運動が好きな人、体を動かすのが苦にならない人は、積極的に運動を行いましょう。疲れすぎないように気を付けながら、ウォーキングやジョギング、水泳を行います。リズミカルにウォーキング、ジョギングをすることで、エンドルフィンやセロトニンといった疲労回復に効果があるとされる物質が体内で分泌され、ストレスを解消する効果も得られます。

30分ほど運動を行った後は、軽くストレッチをしてタンパク質やビタミンをとり、ゆっくり眠りましょう。

スポーツが苦手な人におすすめの組み合わせ

運動が苦手な人は、いきなりウォーキングをしたりジョギングしたりするのではなく、入浴から始めてみましょう。心臓に負担がかからないぬるめのお湯にゆっくりとつかります。サウナで血行を促す、寝る前にベッドの上でストレッチをする、簡単なヨガのポーズをとるなどの方法もおすすめです。

仕事の合間に疲労回復

仕事の休憩時間にもアクティブレストを取り入れてみましょう。ラジオ体操や簡単なストレッチ、筋トレを行うことで、集中力がアップし、肩こりや腰痛などを予防することができます。

適切な休息でリカバリーを

忙しい毎日の中で、休む時間があるならなるべく眠りたいというビジネスパーソンも多いことでしょう。
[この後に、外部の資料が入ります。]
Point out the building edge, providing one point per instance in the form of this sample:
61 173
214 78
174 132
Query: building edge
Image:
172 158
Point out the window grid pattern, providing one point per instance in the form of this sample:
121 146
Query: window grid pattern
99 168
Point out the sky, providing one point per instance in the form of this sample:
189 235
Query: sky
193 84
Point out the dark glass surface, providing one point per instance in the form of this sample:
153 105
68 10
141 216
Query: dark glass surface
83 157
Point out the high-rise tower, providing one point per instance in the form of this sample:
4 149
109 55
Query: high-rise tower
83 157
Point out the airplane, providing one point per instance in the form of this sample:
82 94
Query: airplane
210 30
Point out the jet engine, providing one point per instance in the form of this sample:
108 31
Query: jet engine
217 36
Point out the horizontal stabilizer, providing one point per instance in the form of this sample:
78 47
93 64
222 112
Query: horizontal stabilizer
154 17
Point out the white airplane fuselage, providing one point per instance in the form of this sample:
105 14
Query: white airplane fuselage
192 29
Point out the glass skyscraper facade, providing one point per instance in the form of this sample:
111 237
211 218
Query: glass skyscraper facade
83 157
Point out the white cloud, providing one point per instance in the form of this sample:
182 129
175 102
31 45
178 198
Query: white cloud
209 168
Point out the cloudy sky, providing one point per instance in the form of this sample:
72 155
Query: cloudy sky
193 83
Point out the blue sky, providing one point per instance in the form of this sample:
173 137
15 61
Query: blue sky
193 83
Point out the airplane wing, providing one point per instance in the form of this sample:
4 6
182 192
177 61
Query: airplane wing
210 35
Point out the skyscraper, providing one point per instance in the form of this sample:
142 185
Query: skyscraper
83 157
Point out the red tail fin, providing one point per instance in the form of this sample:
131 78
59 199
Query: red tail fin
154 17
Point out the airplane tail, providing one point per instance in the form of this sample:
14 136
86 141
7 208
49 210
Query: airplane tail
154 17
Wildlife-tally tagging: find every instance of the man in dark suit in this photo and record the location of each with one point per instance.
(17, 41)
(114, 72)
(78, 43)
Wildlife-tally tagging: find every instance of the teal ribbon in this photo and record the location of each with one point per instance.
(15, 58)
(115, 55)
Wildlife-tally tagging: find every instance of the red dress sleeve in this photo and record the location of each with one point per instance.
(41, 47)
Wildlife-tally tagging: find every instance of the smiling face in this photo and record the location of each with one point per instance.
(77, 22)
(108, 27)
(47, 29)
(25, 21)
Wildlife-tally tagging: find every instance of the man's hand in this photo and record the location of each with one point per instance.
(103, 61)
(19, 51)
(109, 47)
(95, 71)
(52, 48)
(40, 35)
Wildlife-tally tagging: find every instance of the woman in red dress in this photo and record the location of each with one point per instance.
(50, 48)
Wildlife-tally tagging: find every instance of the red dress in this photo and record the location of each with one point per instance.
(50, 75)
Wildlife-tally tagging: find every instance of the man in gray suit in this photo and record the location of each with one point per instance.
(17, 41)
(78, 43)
しかし単に眠るだけでは、疲労を翌日に残してしまうかもしれません。アクティブレストを取り入れることで、筋力がアップや運動不足の解消も期待できます。

しっかりと食事や睡眠をとることと同時に、適度に運動を行うことが大切です。適切な休養で体をリカバリーし、常に最高のパフォーマンスが出せるよう自分を律していきましょう。